19世紀から20世紀にかけてボンベイは紡績、綿織工場がたくさんありそのエリアをギランガオン(Girangaon)と呼んでいた。最盛期には約30万人もの人が働いており、ムンバイの発展に大いに貢献したといわれている。そこで働く人々はムンバイ近隣から政府や企業により集められ、働く場所と住宅を提供されていたが、決して良い状態のものではなく、多くの住宅は衛生的にも悪く陽があまり当たらなかった。劣悪な環境は彼らを家の中ではなくストリートに追いやり、ほとんどの時間をそこで過ごしたといわれている。労働時間は長く、環境は悪く、賃金は安い。時間もお金もない中で生まれたストリートフードが「ヴァダ・パウ」である。1966年にアショーク・ヴァディヤ(Ashok Vaidya)がダダール駅でヴァダ・パウを売ったのが始めらしいといわれている。同じ頃にカリヤンでも民家の窓からヴァダ・パウを売る人がいたため、どちらが最初かはわかないが大体は1960年代半ば頃だそうだ。早くて安くて片手で食べられるファストフードは瞬く間にギラガオンの人々を虜にしていった。何十万人もの空腹を支えたヴァダパウはのちのムンバイの大発展を支えたのはいうまでもない。そして1970年代から80年代は劣悪な労働環境に不満が高まり、各地でストライキが起こり、一つ、また一つと綿織工場は閉鎖していった。
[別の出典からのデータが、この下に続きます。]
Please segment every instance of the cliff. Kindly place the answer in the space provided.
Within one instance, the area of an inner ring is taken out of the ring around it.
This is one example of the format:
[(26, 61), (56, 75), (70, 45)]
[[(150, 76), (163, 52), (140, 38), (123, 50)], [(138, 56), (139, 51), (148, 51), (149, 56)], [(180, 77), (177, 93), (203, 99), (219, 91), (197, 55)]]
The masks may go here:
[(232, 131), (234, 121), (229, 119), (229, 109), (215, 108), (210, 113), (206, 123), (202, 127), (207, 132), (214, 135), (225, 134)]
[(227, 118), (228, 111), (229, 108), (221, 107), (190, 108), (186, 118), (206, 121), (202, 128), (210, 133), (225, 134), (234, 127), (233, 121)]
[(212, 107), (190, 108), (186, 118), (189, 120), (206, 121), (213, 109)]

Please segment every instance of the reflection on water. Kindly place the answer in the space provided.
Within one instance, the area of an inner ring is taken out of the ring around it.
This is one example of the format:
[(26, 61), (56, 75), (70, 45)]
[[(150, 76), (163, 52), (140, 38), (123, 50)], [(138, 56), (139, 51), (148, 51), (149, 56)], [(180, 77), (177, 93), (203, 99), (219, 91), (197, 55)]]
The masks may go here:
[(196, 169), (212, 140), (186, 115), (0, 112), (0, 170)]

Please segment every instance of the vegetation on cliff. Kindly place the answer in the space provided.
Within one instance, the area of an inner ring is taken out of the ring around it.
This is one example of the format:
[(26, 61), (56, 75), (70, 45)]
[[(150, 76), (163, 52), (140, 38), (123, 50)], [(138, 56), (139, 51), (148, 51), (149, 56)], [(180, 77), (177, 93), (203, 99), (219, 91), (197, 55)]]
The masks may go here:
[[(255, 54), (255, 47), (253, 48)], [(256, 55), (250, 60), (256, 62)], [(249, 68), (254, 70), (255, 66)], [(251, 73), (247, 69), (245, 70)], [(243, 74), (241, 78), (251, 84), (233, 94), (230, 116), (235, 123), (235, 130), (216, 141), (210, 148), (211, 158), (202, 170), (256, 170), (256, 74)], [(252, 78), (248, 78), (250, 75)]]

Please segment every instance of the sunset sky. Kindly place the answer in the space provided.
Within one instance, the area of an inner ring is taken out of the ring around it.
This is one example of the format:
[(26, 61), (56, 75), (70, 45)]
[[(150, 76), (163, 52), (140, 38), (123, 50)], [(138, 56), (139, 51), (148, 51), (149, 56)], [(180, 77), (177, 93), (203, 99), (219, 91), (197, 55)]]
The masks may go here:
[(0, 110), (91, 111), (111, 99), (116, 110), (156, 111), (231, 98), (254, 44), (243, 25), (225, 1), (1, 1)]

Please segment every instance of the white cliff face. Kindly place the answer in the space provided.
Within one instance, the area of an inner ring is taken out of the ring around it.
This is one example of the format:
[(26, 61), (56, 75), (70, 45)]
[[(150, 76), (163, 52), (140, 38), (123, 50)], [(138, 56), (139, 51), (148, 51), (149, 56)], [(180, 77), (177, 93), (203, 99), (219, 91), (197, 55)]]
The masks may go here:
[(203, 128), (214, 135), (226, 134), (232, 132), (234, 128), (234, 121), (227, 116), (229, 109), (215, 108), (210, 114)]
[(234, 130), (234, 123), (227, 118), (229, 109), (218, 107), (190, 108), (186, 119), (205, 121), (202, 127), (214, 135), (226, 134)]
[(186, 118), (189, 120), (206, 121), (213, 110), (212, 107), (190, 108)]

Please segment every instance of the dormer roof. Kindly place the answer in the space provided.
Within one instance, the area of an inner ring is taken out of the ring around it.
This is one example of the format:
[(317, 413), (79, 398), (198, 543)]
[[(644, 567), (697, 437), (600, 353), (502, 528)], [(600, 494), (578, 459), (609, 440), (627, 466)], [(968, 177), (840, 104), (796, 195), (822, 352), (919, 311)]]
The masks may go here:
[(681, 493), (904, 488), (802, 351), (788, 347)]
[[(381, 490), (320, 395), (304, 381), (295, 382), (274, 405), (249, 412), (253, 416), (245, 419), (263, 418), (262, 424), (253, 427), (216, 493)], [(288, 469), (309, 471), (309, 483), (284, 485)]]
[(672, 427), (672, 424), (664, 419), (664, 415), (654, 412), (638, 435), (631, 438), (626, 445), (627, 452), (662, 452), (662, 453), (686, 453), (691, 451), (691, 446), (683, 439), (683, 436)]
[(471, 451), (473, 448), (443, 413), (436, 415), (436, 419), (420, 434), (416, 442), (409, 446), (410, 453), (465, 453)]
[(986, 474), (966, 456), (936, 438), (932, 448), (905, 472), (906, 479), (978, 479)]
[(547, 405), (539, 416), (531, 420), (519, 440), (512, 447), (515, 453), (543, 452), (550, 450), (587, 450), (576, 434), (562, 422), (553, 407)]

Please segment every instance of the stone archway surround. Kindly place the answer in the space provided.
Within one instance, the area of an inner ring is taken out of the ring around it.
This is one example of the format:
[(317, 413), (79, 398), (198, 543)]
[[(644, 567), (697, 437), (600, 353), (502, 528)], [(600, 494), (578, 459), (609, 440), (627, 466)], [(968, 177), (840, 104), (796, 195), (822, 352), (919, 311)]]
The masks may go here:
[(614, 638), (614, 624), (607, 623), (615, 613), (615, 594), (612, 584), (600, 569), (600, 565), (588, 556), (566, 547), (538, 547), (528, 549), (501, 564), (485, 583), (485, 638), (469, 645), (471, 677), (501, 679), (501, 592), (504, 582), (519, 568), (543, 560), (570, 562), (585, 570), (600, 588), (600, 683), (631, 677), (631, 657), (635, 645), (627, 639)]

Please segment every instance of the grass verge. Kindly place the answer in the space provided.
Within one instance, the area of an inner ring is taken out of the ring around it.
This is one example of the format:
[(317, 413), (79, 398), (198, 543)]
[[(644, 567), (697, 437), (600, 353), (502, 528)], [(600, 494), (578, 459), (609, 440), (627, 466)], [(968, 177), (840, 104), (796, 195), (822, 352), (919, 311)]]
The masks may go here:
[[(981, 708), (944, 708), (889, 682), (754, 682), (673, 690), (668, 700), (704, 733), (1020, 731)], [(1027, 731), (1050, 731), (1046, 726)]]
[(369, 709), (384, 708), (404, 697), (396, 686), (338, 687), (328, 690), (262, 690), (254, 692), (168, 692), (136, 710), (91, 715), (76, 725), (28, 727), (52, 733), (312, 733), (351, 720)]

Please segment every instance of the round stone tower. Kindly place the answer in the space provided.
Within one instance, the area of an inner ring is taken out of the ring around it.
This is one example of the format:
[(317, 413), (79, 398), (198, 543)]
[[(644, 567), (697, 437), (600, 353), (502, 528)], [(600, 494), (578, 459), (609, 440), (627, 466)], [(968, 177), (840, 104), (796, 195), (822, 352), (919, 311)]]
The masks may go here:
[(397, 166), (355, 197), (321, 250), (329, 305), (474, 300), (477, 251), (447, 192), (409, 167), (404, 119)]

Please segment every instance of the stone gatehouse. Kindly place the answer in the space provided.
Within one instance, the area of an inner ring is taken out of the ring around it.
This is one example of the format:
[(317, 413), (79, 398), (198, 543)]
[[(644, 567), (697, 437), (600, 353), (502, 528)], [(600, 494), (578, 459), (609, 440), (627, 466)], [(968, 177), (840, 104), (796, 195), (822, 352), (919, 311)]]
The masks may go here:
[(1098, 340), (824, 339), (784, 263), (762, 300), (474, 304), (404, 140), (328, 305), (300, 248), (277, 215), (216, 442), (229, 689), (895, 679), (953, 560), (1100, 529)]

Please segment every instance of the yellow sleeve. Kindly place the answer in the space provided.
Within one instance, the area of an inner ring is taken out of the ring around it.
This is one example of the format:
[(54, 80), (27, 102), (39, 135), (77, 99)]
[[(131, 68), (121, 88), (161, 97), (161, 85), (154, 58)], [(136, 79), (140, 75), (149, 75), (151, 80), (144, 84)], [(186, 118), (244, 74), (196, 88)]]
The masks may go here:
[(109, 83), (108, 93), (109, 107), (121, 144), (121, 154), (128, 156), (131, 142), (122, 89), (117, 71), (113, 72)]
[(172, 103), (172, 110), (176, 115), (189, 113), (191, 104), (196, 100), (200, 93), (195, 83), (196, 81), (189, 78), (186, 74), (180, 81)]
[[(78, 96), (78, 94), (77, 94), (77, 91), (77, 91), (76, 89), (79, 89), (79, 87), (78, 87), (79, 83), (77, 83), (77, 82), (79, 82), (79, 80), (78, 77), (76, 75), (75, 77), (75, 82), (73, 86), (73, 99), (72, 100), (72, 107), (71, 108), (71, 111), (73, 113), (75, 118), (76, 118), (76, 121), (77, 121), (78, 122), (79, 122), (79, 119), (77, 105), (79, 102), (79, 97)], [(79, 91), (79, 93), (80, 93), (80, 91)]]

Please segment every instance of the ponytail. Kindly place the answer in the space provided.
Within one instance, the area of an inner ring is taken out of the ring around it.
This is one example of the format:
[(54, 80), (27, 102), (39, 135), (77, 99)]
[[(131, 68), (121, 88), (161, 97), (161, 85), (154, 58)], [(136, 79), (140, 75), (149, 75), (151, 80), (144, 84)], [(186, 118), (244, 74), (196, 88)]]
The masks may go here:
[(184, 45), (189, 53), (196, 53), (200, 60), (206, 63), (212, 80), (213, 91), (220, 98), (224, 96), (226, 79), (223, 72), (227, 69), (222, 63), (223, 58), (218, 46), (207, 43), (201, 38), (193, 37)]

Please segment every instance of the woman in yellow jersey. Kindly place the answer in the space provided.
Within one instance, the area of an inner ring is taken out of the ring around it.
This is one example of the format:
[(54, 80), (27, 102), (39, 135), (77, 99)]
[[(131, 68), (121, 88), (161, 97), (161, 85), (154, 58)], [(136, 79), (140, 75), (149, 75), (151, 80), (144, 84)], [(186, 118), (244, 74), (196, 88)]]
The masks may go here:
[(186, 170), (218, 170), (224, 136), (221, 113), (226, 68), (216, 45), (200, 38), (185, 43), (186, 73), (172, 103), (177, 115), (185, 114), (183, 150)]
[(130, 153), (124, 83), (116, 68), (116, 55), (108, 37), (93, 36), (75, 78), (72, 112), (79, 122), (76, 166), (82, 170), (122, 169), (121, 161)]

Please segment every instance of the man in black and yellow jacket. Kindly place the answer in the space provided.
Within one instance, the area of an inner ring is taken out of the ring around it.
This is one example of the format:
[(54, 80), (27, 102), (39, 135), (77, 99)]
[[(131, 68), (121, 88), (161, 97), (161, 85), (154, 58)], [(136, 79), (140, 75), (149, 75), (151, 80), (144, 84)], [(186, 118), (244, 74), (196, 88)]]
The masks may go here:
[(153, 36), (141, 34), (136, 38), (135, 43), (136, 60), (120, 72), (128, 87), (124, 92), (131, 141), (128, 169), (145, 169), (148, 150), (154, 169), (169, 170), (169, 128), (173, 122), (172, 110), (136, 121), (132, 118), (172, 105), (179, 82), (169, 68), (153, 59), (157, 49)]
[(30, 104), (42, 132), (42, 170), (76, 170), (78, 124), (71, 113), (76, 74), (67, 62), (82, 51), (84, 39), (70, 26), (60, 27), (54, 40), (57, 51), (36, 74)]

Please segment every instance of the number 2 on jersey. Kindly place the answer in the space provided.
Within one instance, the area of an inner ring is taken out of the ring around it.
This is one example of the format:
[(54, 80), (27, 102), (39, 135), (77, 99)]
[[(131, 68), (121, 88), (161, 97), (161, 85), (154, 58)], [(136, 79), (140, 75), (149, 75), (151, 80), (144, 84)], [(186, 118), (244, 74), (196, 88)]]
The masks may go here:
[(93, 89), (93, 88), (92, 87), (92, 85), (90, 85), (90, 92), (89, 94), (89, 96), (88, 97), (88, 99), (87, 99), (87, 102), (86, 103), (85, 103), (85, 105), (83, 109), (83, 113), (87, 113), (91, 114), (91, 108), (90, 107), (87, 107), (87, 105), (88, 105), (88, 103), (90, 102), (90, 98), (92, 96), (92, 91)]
仕事も住む場所もなくなってしまった労働者を救ったのもまたヴァダパウであった。当時の偉い地元の政治家が綿織工場で働いていた労働者に「経営者たれ!」と呼びかけ各地に屋台を開業するのを後押しした。彼らは自分たちを支えてくれたヴァダパウを各地で作り、提供していった。それはどれもちょっとしたアレンジや工夫が凝らされていたため、どこも違う味だ、と各屋台にファンがついていった。同じヴァダパウでも違う味。それぞれのお気に入りのヴァダパウがそこかしこで生まれ、増えていった。その数はムンバイだけで2万店舗もあるそうだ。

ムンバイ生まれのヴァダパウはその後インド全土に広まっていき、今ではインドを代表するストリートフードだ。

この記事が気に入ったらサポートをしてみませんか?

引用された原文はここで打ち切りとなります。